Studio album by Dalida
- Released: 1981
- Recorded: 1981
- Genre: World music, Pop music, Adult contemporary music
- Label: Orlando International Shows, Carrere

Dalida chronology
| Gigi in Paradisco (1980) | Olympia 81 (1981) | Special Dalida (1982) |

= Olympia 81 =

Olympia 81 is a French-language album released in 1981 by French singer Dalida. The album was highly successful and received a gold certification.

==Background==
Olympia 81 is named after the last series of concerts that Dalida held at the Olympia theatre to celebrate the twenty-fifth anniversary of her singing career, which was met by phenomenal success. The album includes various style of songs, some of which are personal and are inspired from Dalida's life like "À ma manière" and "Partir ou Mourir". Other songs from the album are dance songs like "La feria" and "Chanteur des années 80". Among notable songs of the album, "Il pleut sur Bruxelles" is a tribute to late Belgian singer Jacques Brel.

Dalida released seven singles from the album while all the other songs of the album benefited from television promotion.

Upon release of the album, Dalida was awarded a "Diamond Disk Award" from the European music industry for her career spanning over 25 years of continuous success and 85 million records sold during a special ceremony held in her honour.
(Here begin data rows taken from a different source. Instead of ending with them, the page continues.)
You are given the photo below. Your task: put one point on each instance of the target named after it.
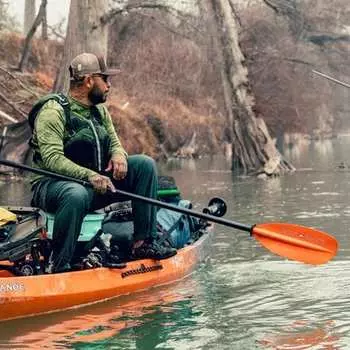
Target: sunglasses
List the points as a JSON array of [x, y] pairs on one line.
[[104, 77]]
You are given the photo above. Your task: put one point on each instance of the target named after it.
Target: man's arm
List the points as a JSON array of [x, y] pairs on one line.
[[49, 132], [116, 146]]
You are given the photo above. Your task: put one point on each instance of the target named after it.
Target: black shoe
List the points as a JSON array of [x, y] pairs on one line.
[[153, 250]]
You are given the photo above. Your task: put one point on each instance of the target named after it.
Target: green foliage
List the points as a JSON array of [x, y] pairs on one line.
[[7, 21]]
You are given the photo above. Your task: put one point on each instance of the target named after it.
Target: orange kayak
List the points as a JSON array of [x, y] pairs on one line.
[[23, 296]]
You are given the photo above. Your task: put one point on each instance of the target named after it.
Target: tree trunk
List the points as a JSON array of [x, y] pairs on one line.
[[253, 149], [85, 33], [29, 37], [44, 34], [29, 16]]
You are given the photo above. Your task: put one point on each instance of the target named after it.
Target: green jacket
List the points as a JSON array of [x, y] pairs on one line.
[[50, 134]]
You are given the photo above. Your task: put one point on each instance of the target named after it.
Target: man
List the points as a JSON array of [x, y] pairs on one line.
[[87, 147]]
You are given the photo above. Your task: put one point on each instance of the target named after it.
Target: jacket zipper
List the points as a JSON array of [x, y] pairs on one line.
[[97, 144]]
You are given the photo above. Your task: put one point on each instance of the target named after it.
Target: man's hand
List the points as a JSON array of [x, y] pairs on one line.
[[101, 183], [119, 165]]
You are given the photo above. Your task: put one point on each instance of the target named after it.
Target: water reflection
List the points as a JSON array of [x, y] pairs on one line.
[[303, 335], [149, 316]]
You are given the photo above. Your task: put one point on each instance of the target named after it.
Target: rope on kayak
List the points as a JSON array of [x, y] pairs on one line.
[[141, 269]]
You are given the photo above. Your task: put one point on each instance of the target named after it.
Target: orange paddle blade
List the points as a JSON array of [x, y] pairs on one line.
[[296, 242]]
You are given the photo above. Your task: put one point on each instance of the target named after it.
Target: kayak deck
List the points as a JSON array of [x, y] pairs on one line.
[[25, 296]]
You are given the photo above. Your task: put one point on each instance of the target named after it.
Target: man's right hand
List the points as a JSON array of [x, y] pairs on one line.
[[101, 183]]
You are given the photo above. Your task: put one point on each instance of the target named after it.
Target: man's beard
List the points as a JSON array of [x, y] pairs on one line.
[[96, 95]]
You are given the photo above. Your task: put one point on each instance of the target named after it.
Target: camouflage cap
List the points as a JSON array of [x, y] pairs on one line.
[[89, 63]]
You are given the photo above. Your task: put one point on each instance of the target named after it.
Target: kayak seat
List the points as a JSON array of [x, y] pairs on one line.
[[28, 229]]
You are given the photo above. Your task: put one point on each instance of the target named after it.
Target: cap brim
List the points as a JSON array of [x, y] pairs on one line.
[[111, 72]]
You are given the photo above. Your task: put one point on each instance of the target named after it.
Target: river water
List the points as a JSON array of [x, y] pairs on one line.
[[244, 297]]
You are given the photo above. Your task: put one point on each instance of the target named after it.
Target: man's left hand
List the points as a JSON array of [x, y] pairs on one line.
[[119, 165]]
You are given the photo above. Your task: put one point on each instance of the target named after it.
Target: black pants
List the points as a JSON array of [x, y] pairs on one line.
[[70, 202]]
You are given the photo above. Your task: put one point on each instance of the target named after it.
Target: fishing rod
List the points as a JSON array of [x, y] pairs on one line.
[[330, 78]]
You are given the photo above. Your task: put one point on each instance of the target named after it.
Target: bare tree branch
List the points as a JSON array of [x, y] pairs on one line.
[[19, 82], [39, 18]]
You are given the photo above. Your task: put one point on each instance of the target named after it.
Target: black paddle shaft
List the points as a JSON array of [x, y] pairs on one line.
[[155, 202]]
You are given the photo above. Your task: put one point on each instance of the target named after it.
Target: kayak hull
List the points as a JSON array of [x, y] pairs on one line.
[[33, 295]]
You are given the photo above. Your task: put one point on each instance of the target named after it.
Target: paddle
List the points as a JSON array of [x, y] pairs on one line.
[[288, 240]]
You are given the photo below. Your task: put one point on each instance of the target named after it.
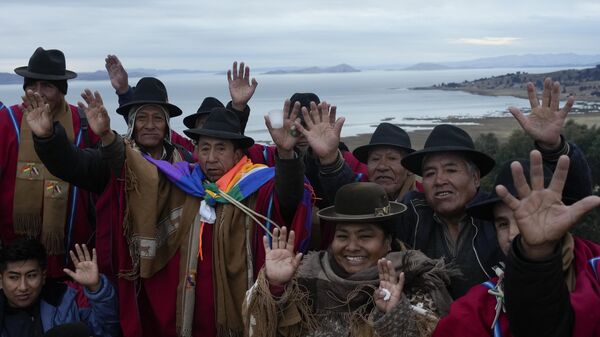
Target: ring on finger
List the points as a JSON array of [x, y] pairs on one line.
[[386, 294]]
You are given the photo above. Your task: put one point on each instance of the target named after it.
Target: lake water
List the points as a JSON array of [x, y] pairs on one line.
[[364, 98]]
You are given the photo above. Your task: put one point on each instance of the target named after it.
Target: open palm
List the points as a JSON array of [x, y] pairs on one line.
[[119, 78], [280, 260], [241, 88], [86, 268], [38, 114], [545, 122], [95, 112], [322, 130], [541, 216], [391, 282]]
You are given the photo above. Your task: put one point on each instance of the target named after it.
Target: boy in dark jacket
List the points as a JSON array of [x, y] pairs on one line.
[[31, 305]]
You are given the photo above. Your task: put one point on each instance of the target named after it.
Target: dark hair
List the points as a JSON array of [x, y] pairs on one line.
[[61, 85], [22, 249]]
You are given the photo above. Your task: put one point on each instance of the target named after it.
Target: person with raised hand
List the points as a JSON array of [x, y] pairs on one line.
[[364, 284], [547, 286], [157, 250], [86, 268], [32, 304], [33, 201]]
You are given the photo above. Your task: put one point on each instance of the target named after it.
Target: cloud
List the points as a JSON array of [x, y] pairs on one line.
[[488, 41]]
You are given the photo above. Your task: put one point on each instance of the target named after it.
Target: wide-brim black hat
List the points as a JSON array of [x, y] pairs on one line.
[[149, 90], [448, 138], [46, 65], [484, 209], [223, 124], [361, 202], [388, 135], [207, 105]]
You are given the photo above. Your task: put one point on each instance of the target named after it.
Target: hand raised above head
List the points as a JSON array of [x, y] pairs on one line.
[[240, 87], [539, 212], [322, 130], [544, 123], [38, 114], [286, 137], [280, 260], [119, 78], [97, 115]]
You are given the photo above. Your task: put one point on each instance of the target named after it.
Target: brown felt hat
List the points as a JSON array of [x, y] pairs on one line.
[[361, 202]]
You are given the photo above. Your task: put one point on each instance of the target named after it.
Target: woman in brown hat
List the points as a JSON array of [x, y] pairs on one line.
[[358, 287]]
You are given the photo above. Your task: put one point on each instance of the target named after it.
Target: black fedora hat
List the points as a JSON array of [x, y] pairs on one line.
[[223, 124], [484, 209], [304, 98], [385, 134], [149, 90], [361, 202], [448, 138], [46, 65], [207, 104]]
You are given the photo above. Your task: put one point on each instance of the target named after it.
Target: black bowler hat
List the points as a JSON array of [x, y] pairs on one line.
[[207, 104], [361, 202], [149, 90], [223, 124], [448, 138], [304, 98], [386, 134], [46, 65]]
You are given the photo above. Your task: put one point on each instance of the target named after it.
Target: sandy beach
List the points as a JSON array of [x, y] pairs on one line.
[[501, 126]]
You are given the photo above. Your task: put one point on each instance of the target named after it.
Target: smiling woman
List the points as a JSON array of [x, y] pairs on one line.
[[359, 279]]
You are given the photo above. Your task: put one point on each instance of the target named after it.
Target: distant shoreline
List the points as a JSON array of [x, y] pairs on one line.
[[501, 126]]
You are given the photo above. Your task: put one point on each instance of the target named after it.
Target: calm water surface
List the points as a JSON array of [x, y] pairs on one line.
[[365, 98]]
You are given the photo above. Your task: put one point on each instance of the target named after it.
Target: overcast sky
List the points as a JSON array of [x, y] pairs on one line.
[[210, 34]]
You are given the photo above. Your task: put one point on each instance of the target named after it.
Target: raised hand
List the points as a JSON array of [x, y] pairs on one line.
[[280, 261], [285, 137], [86, 268], [322, 130], [38, 114], [117, 74], [544, 123], [240, 88], [97, 115], [541, 216], [387, 299]]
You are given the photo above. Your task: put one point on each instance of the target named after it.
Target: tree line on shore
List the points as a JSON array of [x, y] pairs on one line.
[[519, 144]]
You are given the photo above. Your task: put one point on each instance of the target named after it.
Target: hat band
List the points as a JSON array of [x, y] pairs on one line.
[[378, 211]]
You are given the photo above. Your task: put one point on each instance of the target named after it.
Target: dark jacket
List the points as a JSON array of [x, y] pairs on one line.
[[62, 303], [480, 252], [418, 228]]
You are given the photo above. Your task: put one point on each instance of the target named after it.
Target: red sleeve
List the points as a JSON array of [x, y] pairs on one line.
[[471, 316]]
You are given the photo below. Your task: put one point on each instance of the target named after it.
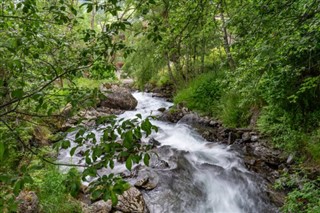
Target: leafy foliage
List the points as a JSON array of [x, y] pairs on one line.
[[120, 142]]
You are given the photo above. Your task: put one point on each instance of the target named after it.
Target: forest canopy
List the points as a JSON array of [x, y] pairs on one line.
[[247, 63]]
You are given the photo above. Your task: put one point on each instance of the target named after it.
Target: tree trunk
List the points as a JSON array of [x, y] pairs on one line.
[[93, 14], [225, 38]]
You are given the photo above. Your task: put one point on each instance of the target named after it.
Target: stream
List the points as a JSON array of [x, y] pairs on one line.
[[199, 176]]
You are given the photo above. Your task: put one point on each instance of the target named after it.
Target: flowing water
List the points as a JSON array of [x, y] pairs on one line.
[[200, 176]]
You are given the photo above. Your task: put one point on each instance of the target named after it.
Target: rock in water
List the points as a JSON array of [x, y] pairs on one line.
[[28, 202], [117, 98], [131, 201]]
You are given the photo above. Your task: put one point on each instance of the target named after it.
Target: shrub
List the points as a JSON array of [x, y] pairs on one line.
[[52, 192], [203, 93]]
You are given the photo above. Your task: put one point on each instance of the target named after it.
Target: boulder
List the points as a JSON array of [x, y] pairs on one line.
[[147, 180], [100, 206], [28, 202], [116, 97], [131, 201]]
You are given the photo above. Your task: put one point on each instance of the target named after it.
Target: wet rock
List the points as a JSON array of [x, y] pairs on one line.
[[131, 201], [154, 142], [147, 179], [28, 202], [246, 137], [117, 98], [190, 119], [162, 109], [254, 138], [290, 159], [100, 206]]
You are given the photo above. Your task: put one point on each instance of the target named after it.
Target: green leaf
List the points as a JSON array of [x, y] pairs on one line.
[[146, 159], [2, 150], [17, 187], [129, 163], [18, 93], [65, 144], [114, 198], [72, 151]]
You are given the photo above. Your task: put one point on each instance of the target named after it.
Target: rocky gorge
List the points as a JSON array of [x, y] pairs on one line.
[[170, 165]]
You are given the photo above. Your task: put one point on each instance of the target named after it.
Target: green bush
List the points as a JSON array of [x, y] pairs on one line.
[[304, 199], [233, 111], [202, 93], [54, 196]]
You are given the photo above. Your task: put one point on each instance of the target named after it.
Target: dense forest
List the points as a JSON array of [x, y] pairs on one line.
[[248, 64]]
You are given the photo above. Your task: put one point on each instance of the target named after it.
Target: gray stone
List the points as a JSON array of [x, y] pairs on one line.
[[162, 109], [254, 138], [100, 206], [246, 137], [117, 98], [28, 202], [290, 159], [131, 201]]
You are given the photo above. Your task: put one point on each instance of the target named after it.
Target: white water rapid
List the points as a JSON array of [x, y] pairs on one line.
[[201, 176]]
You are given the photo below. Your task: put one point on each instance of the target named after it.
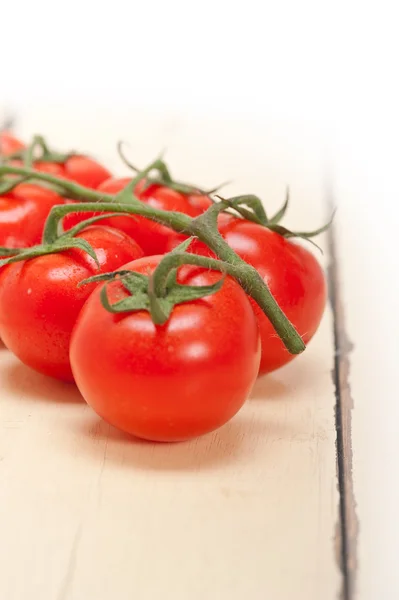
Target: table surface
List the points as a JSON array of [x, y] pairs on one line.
[[262, 508]]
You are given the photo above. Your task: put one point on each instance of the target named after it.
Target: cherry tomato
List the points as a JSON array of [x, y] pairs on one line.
[[170, 382], [86, 171], [9, 144], [40, 300], [23, 212], [152, 237], [83, 170], [295, 278], [196, 246]]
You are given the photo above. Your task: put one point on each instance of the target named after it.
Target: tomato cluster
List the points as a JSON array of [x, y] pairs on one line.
[[164, 380]]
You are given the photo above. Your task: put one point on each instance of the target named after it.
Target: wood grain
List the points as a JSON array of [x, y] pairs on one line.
[[248, 511]]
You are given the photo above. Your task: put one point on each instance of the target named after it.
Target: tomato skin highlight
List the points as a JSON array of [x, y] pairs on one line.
[[171, 382], [295, 278], [153, 237], [23, 213], [40, 300]]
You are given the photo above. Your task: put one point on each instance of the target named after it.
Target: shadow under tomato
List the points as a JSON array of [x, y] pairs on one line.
[[27, 384], [232, 443], [268, 387]]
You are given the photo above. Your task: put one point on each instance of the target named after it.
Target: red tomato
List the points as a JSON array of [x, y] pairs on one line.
[[23, 212], [152, 237], [40, 300], [292, 273], [9, 144], [196, 246], [170, 382], [81, 169], [295, 278]]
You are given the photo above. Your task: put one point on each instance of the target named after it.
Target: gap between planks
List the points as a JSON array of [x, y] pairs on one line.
[[347, 526]]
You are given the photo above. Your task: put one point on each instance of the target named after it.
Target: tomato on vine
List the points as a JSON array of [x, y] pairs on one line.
[[23, 212], [154, 238], [168, 382], [40, 299]]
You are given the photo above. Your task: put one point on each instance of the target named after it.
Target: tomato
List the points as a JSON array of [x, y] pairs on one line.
[[292, 273], [154, 238], [40, 300], [170, 382], [9, 144], [86, 171], [23, 212], [196, 246], [83, 170], [295, 278]]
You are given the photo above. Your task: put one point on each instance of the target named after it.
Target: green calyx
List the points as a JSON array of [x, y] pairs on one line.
[[161, 292], [38, 151], [64, 241]]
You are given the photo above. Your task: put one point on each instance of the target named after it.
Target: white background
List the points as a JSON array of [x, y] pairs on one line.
[[329, 69]]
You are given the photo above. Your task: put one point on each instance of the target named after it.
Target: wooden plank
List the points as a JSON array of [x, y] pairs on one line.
[[366, 251], [251, 509]]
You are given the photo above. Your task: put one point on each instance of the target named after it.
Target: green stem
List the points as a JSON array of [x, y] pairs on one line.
[[74, 190], [204, 227], [175, 220]]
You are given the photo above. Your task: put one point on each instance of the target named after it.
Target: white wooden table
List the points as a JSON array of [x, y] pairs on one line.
[[262, 508]]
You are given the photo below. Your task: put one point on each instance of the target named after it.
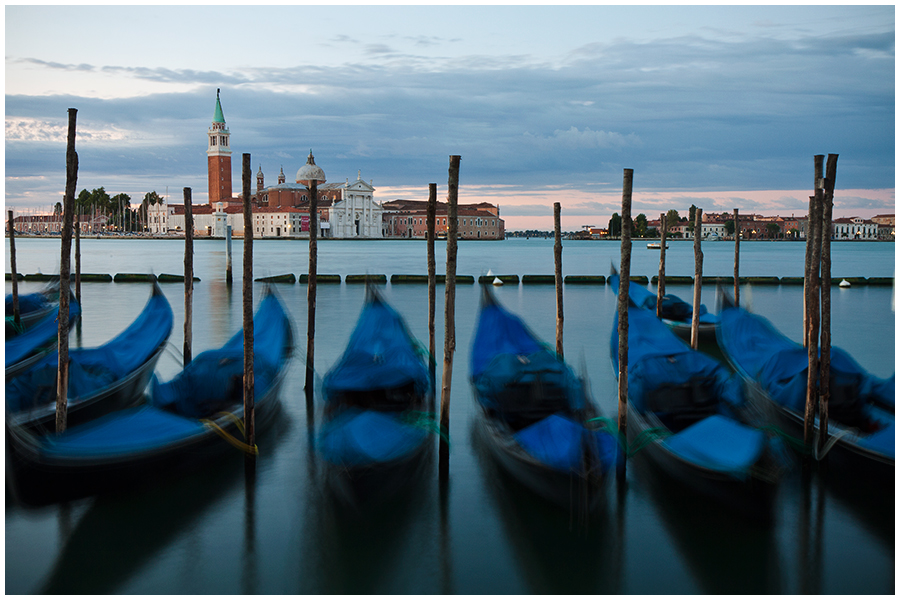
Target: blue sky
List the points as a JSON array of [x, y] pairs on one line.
[[719, 106]]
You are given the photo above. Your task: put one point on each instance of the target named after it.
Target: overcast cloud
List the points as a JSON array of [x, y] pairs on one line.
[[691, 111]]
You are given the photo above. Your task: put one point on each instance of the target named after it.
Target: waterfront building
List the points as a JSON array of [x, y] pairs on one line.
[[407, 219]]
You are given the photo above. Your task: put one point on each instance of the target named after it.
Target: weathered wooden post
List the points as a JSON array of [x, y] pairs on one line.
[[661, 284], [430, 218], [65, 268], [449, 316], [622, 305], [825, 353], [737, 258], [811, 331], [249, 382], [77, 256], [228, 275], [557, 259], [698, 278], [12, 265], [312, 175], [188, 274]]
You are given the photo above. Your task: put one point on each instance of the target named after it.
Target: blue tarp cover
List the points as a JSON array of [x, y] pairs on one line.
[[779, 364], [173, 416], [719, 444], [38, 336], [506, 352], [556, 441], [213, 380], [363, 437], [381, 354], [656, 356], [92, 369]]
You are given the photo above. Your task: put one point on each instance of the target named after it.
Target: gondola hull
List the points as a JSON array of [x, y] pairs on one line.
[[574, 492]]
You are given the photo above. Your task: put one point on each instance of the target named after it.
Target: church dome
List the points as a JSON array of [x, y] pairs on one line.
[[310, 171]]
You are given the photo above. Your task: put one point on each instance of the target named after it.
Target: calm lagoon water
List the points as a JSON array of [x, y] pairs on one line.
[[216, 532]]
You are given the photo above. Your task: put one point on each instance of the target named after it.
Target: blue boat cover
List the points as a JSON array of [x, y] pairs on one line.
[[177, 406], [380, 355], [92, 369], [556, 441], [358, 437], [505, 352], [673, 307], [38, 336], [657, 357], [719, 444], [213, 380], [780, 364], [123, 432]]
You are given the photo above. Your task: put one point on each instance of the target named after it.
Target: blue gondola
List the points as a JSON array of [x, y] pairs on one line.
[[24, 350], [689, 411], [676, 313], [33, 308], [101, 379], [533, 413], [376, 430], [194, 416], [861, 407]]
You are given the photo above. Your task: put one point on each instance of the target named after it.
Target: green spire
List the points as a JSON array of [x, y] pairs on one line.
[[218, 117]]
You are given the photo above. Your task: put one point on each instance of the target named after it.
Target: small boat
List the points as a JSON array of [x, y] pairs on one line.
[[689, 411], [195, 416], [25, 349], [377, 428], [676, 313], [33, 307], [860, 409], [101, 379], [534, 413]]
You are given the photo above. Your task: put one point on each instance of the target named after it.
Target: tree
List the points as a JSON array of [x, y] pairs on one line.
[[615, 225], [640, 225]]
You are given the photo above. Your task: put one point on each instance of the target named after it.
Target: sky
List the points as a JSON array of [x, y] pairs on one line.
[[721, 107]]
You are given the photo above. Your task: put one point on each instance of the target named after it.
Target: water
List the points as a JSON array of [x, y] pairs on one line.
[[216, 532]]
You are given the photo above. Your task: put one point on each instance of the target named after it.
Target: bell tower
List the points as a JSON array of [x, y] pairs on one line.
[[218, 154]]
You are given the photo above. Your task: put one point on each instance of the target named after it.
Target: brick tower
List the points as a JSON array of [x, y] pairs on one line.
[[219, 158]]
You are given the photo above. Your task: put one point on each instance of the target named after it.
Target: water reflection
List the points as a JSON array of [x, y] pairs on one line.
[[726, 554], [557, 552]]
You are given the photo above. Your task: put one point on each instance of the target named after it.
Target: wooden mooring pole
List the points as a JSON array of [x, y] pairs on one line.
[[430, 218], [62, 376], [249, 400], [698, 278], [188, 274], [228, 274], [12, 266], [622, 306], [661, 284], [825, 353], [811, 325], [557, 260], [737, 258], [311, 290], [449, 317]]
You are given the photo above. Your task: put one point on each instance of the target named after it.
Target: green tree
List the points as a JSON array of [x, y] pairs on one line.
[[640, 225], [729, 226], [615, 225]]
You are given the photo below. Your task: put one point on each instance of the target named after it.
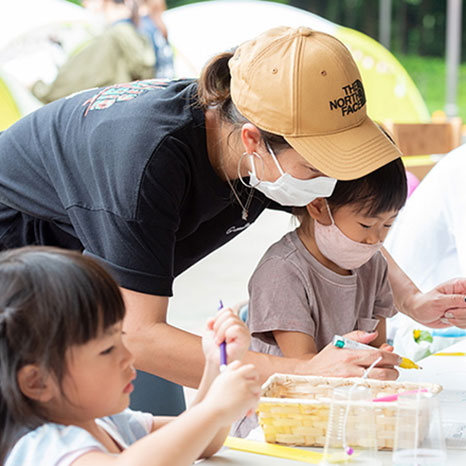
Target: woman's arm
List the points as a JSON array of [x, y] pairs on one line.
[[381, 330], [443, 306], [176, 355]]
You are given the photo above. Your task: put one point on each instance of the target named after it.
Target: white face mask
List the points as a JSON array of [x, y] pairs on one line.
[[290, 191], [341, 250]]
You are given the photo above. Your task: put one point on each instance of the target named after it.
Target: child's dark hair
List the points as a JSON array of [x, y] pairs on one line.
[[50, 299], [383, 190]]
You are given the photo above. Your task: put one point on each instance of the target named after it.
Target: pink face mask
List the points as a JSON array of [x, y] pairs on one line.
[[341, 250]]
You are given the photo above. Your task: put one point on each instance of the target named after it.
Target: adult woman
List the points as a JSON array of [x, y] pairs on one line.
[[140, 176]]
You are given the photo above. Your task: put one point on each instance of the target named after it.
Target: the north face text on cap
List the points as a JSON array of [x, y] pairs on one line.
[[352, 100]]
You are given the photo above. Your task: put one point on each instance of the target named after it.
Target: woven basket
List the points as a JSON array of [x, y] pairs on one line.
[[294, 410]]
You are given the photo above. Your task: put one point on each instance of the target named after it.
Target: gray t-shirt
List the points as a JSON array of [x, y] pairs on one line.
[[291, 291]]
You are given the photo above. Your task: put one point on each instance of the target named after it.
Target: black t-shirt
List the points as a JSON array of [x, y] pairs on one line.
[[125, 170]]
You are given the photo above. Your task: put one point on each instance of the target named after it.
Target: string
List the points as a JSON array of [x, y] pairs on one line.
[[348, 450]]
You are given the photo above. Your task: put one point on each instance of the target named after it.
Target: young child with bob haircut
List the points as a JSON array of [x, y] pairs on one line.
[[328, 276], [65, 373]]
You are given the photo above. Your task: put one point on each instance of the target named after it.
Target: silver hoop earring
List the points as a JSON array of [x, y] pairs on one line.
[[246, 154]]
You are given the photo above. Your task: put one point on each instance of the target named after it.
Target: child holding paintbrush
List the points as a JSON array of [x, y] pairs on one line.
[[66, 374]]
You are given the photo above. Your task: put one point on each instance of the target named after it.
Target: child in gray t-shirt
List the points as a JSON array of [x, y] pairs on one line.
[[328, 276]]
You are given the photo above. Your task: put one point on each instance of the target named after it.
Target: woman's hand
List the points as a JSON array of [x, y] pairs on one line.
[[226, 327], [234, 393], [441, 307], [337, 362]]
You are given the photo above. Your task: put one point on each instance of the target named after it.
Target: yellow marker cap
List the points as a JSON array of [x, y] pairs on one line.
[[408, 364]]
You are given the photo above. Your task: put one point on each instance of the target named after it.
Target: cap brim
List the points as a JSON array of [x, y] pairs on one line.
[[349, 154]]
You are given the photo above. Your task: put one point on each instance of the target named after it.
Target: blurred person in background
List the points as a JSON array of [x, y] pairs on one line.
[[152, 26], [120, 54]]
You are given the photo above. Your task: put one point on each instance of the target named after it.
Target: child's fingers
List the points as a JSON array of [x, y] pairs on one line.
[[235, 331], [224, 325], [386, 347]]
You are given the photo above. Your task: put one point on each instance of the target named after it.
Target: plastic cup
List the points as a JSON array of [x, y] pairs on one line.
[[419, 438], [351, 434]]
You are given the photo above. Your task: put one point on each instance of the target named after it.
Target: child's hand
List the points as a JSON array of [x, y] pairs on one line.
[[386, 347], [234, 393], [225, 326]]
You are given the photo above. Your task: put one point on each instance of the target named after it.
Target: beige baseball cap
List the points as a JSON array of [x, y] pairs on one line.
[[305, 86]]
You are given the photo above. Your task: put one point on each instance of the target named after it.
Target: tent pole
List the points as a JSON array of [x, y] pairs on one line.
[[453, 53]]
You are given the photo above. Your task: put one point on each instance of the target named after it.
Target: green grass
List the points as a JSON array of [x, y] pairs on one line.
[[429, 74]]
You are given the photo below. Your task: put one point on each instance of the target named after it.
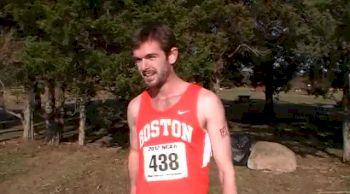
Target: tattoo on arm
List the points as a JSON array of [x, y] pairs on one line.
[[224, 131]]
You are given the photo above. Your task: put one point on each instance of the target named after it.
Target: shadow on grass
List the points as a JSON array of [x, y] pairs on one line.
[[304, 128]]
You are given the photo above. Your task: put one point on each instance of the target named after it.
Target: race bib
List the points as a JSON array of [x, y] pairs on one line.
[[165, 162]]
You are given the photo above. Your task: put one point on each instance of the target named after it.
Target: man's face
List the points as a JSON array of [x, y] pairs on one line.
[[153, 64]]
Dalida was the first artist to have ever received such an award and distinction in the history of the Music Hall.

==Track listing==
1. "Une femme à quarante ans"
2. "Il pleut sur Bruxelles"
3. "L'amour et moi"
4. "Le slow de ma vie"
5. "Marjolaine"
6. "Fini, la comédie"
7. "Et la vie continuera"
8. "La Feria"
9. "J'm'appelle amnésie"
10. "Partir ou mourir"
11. "Chanteur des années 80"
12. "À ma manière"

==Singles==

- "Chanteur des années 80"/"À ma manière"
"Chanteur des années 80"/"À ma manière" was the first single from the album, released in 1980, prior to the release of the album, and was extensively promoted on television and radio.
Among notable TV performances for these two titles, Dalida sang both songs live in the French prime time TV show Stars.

- "Fini, la comédie"/"Marjolaine"
"Fini, la comédie"/"Marjolaine" was released as a double-sided singles in France and Europe in 1981, as part of the promotion campaign following the release of the album.
The songs were performed on international awards shows where Dalida was granted high-profile awards such as the Golden Europa Award in Germany where Dalida received the award for most popular female artist.

- "Il pleut sur Bruxelles"/"Et la vie continuera"
"Il pleut sur Bruxelles"/"Et la vie continuera" was released during the Olympia 81 series of concerts in Paris.
Most of the television performances of "Il pleut sur Bruxelles" were sung live by Dalida with a live orchestra.

- "Americana"/"Une femme à quarante ans"
"Americana" was not available on the album and was a summer single recorded and released by Dalida in 1981.
Dalida filmed a video clip for this song to promote it. The B-side, Une femme à quarante ans, is an album song written and composed by Didier Barbelivien that talks about women over 40 and their maturity in life.